I wonder how Boy felt after that scene? He seemed pretty ok. Usually after a I top a really mean scene, I'm the one who needs cuddles. All the Big just drains right out of me and I look at this boy turning purple and red and think "Oh. God. Did I do that?" And then he has to take care of me. Which he did. There was ice cream.

But I wonder if as I gain a bit of age and a bit of perspective, I will start to be better about all of this. Scene Drop didn't make it in to my earliest Kink education. We talked about negotiations and about aftercare and about safewords, but the aftercare I always figured was a sort of ad-hoc, for a few moments or an hour or maybe even two sort of thing. It didn't extend for days.

College is really, really fast paced. Yesterday morning is so far away I can hardly conjure it up. By this evening, I'll have gone through the mental equivalent of passing through four time zones and back. It makes it very hard to look at scenes and drop and aftercare as spanning hours or days. There's just so much.

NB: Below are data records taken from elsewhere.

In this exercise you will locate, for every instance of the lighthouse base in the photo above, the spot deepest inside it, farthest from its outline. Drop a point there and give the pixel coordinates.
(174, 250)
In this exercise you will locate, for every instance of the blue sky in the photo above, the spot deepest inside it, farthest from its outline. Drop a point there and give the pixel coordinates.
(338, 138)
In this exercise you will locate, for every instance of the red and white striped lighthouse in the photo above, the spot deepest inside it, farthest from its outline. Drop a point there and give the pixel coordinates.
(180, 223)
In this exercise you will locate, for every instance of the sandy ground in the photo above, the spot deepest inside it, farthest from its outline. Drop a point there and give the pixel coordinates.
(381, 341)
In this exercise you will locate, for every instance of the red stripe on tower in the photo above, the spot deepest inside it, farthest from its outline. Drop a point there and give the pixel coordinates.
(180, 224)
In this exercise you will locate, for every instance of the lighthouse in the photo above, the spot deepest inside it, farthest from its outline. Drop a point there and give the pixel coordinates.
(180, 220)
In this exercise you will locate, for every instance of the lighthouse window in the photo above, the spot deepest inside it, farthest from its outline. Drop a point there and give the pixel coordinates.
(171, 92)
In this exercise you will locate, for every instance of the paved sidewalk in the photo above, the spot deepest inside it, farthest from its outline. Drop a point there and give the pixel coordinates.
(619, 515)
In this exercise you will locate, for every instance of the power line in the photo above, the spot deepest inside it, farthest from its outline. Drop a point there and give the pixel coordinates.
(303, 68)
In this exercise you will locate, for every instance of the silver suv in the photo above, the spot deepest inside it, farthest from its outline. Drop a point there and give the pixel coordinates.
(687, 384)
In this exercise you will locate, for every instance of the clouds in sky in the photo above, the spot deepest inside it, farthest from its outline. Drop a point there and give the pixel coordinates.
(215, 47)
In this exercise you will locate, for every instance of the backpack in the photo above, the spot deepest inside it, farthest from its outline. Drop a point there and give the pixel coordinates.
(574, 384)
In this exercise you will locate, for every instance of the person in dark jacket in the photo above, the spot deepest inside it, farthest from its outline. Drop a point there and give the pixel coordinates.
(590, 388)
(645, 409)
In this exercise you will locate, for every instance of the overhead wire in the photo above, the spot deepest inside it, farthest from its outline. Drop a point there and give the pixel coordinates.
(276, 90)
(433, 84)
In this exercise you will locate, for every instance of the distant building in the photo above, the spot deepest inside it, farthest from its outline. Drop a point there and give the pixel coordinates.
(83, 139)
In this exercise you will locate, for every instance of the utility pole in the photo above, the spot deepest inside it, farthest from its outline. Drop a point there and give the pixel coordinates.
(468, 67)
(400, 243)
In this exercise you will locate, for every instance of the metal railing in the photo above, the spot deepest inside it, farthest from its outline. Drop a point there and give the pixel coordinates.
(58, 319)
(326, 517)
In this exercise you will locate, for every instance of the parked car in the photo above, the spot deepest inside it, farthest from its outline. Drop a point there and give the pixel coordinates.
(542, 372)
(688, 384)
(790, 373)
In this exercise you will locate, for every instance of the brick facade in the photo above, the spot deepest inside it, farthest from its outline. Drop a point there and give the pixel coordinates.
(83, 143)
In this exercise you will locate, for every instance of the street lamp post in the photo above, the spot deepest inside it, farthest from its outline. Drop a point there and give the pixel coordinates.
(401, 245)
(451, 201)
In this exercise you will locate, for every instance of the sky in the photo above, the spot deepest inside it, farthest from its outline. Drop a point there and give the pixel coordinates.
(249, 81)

But reading about it, it sounds good. It sounds like time to absorb, to reconvene, to pull together. It sounds like the way I always want kink to be, coming out of each scene a stronger, more layered person.

I have, as notices all over campus keep telling me, just 60 days before I cease to be a college student. I will miss having my meals paid for, I will miss living in a house full of my friends, I will miss this campus, this place, these people, the classes and the professors and the safety of having something in loco parentis. But. I am ready to look at my life on a scale not dictated by school breaks and what classes I have what day. I am ready for the weekend to be the weekend, the week to be the week, and months to slide into one another without a little break here and a little break there, until I choose to use some vacation days and take one of my own.

As long as I'm not in a cubicle, that will be fine.

And I will start to think about such things as long-term drop. When I can.